Article supplied by Asilomar Conference Grounds
Sustainability in the Hospitality Industry
Jill Heymsfield, Environmental Sustainability Coordinator
Environmental pollution is not tied to one particular place on the map or business. Instead, it occurs everywhere and in all industries – including hotels. Now more than ever we must take action to prevent environmental degradation and climate change. Here are some helpful starting points for making your hotel more sustainable.
Water is a natural resource that is critical to the wellbeing of the environment. Not only does water promote ecological health, it is important from an economic standpoint as well. Many industries, including hospitality, depend upon this resource to be successful. Water is limited in supply however – especially in arid and drought-prone environments. That is why it is important to implement water conservation practices and always be on the lookout for water conserving technology. Some ideas include installing aerators for sink faucets, low flow shower heads, and water recycling systems. These small financial investments can end up saving money in the long term while also helping your property’s sustainability efforts.
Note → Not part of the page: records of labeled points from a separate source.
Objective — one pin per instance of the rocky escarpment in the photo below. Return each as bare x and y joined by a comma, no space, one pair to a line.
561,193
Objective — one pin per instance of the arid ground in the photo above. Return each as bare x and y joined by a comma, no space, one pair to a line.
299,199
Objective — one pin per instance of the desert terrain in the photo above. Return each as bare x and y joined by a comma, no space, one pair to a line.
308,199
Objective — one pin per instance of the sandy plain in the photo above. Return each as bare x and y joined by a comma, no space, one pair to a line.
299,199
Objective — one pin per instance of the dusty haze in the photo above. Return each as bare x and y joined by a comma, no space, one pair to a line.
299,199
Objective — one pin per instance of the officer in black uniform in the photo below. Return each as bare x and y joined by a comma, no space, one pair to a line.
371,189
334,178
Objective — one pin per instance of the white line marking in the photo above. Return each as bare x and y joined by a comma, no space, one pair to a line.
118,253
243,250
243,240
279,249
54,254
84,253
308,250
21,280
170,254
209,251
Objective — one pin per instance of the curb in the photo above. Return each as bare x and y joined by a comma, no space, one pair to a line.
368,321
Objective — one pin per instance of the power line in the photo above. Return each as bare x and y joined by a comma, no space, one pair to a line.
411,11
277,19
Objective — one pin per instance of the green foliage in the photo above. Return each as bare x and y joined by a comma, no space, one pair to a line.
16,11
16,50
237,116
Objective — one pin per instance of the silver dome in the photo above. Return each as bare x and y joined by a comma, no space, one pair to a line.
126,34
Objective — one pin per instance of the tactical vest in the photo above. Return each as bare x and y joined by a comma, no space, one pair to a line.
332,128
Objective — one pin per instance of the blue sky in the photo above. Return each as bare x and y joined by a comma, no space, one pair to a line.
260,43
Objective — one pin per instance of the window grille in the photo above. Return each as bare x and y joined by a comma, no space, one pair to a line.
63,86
Energy use from gas or electric is a major source of harmful air pollution and contributor to greenhouse gases. In addition to the long term environmental consequences, energy use is often times a large financial expense for a business. Thankfully, there are several ways to reduce energy use that are easy and with minimal cost. Start out by assessing your current light fixtures and other energy intensive appliances. Make sure to upgrade to LED lighting, and, when it comes time, replace older equipment with the newer and more energy efficient models. Also make sure to inform your employees about the small things, like turning off lights and computers at the end of the work day. Just remember that little bit of effort can go a long way!
Local food sourcing is an excellent way to provide hotel guests with a unique and sustainable dining experience. By creating a menu that offers local produce and seafood, for example, you can showcase regional delicacies that might not be offered in other places. And by purchasing locally, you can reduce the amount of harmful carbon emissions that result from transportation of food supplies. It is a fantastic way to support local agriculture and other food related businesses in the area. To save on costs, request seasonal options and purchase in larger quantities.
ISO 14001 is a rigorous standard and certification program that is used to assess the sustainability of a business. During the implementation process, environmental impacts are identified and control measures are put into place. ISO is based on the cycle of continuous improvement, which means that certified hotels are held to a very high level of sustainability.
In today’s world, a business will need to incorporate environmental sustainability into their overall mission in order to be truly successful. As you can see from the above examples, this is not as farfetched as it seems. Start out small, and eventually you will create a culture of sustainability that is as remarkable as your location!